El chico forzó una sonrisa de paciencia. Sus ojos verdes resplandecían. Era una sonrisa que en otra situación y de otra persona incluso hubiese resultado agradable. Pero cuando habló de nuevo, el aire se revolvió. Sus palabras sonaron extrañas, pero las entendí perfectamente.

Te cuidaré, cariño mío.

El otro hombre cerró sus ojos de color marrón oscuro para confirmar la frase de su amigo y añadió:

¿Cómo la podríamos dejar?

Pestañeé y temí que mi expresión me traicionase al oír aquello. Sobre todo porque se suponía que no entendía esa lengua.

Tiré aún más del brazo de Brook.

—¡No! —chillé, y me dio completamente igual si el resto de la gente del club me oía. La acerqué a mí y repetí—: Tenemos que irnos, Brook. Lo prometiste —le rogué entre dientes.

Brooklynn puso mala cara y bajó los hombros, rindiéndose.

—Lo siento —balbuceó dirigiéndose a Claude—. ¿Me reservas un baile para la próxima vez?

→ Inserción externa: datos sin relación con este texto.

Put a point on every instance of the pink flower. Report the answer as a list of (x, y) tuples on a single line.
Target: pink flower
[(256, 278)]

Él susurró a Brooklynn algo al oído y profirió una sonrisa malintencionada. Ahí es cuando me percaté de que Max estaba con nosotros. Me había seguido y no sabía cuánto rato llevaba escuchándonos.

Estaba a unos pasos, demasiado cerca, observándome con una nueva expresión: la de curiosidad.

No me apetecía sentir su mirada y me dije a mí misma que me lo estaba imaginando. No había manera de que él supiese o pudiese sospechar que entendía lo que sus amigos decían.

Brooklynn se puso uno de sus sedosos rizos detrás de la oreja, asintió a Claude y le saludó con descaro. No había duda de que esta vez lo había entendido perfectamente.

La llevé lejos de aquellos enormes hombres y de su extraño idioma. Lejos del miedo asfixiante que se apoderaba de mí.